A fight over the price of textbooks
You see what Alex feels about Howard Dean? That’s how I feel about congresswoman-turned-publisher shill Pat Schroeder.
If you aren’t in college and don’t have college-aged kids, (or private-school-attending kids) you may not have noticed, but textbook prices have soared in recent years. There’s no reason for it, really, except that the publishers can make a lot of money selling $100 textbooks to college students. I asked a couple of students here, and the cheapest textbook they have is about $60. It’s a paperback.
This is exacerbated by something that again you may not have noticed. In the last five or ten years, it’s become commonplace for publishers to issue new editions every year or two, rather than wait four or five years as they once did. That way, students can’t buy used textbooks and/or can’t sell theirs back to the bookstore.
Crying Pat thinks this is just great:
But Pat Schroeder, president and CEO of the Association of American Publishers, said it was important to bear in mind that authors and publishers profit only from sales of new books, whereas bookstores profit each time they resell a book.

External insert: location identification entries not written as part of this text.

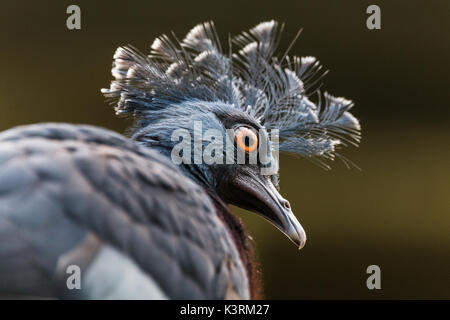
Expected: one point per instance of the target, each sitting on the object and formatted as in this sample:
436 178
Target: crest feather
276 92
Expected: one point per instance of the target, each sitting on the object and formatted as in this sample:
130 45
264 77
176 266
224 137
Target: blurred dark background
395 213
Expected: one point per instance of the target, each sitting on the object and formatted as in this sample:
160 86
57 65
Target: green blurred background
393 213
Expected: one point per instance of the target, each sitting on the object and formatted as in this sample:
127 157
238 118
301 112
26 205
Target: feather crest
275 92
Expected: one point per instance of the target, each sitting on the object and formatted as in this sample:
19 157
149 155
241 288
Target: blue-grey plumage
138 225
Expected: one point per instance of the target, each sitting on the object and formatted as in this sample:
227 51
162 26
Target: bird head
224 118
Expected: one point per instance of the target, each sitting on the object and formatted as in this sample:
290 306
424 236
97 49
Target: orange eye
246 139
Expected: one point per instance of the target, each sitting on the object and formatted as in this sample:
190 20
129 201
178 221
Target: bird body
58 208
136 223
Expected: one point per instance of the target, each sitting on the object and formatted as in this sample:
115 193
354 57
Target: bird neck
241 240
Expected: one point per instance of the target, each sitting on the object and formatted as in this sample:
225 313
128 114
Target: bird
135 223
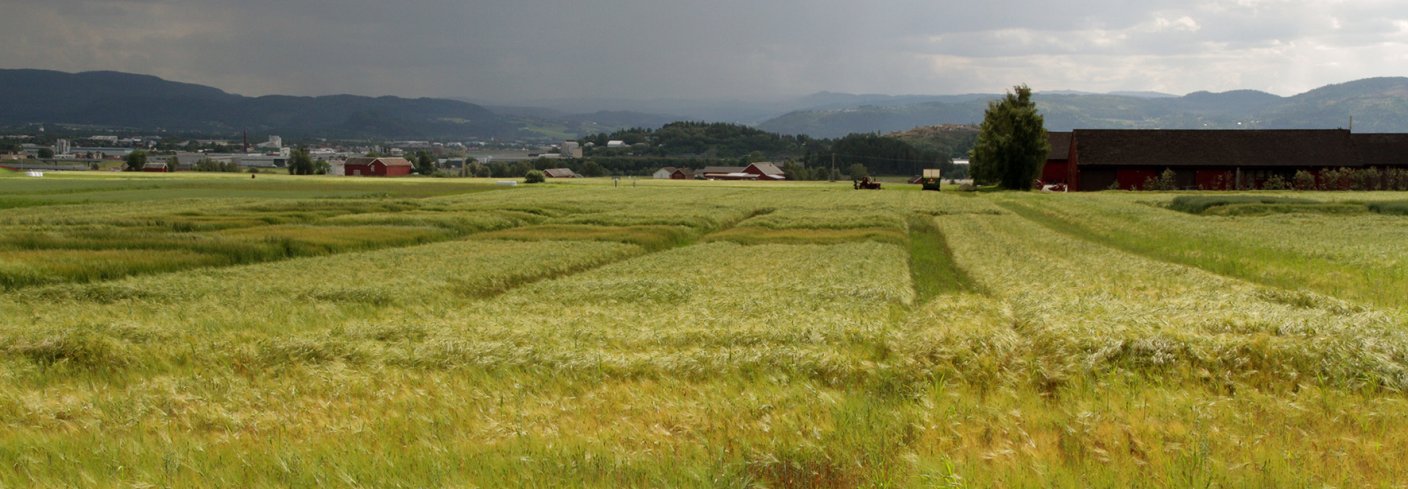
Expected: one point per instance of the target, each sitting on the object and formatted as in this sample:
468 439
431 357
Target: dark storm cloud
711 50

“It sounds like we’re the ones that buy them all back,” Schroeder said. “We don’t.
“There are many major publishers, and they’re all competing,” she said. “What they’re doing is what the professor ordered, and they say these [extras] are needed. They are the customer.”
It’s all the miracle of competition! That’s why the book that costs $10 to make costs $100! That’s why the CD that costs fifty cents to make can’t be sold separately! That’s why they change the text every year so they can guarantee ever bigger profits! It’s competition!
Sounds like Pat needs to read some economics textbooks. Maybe she can take out a loan.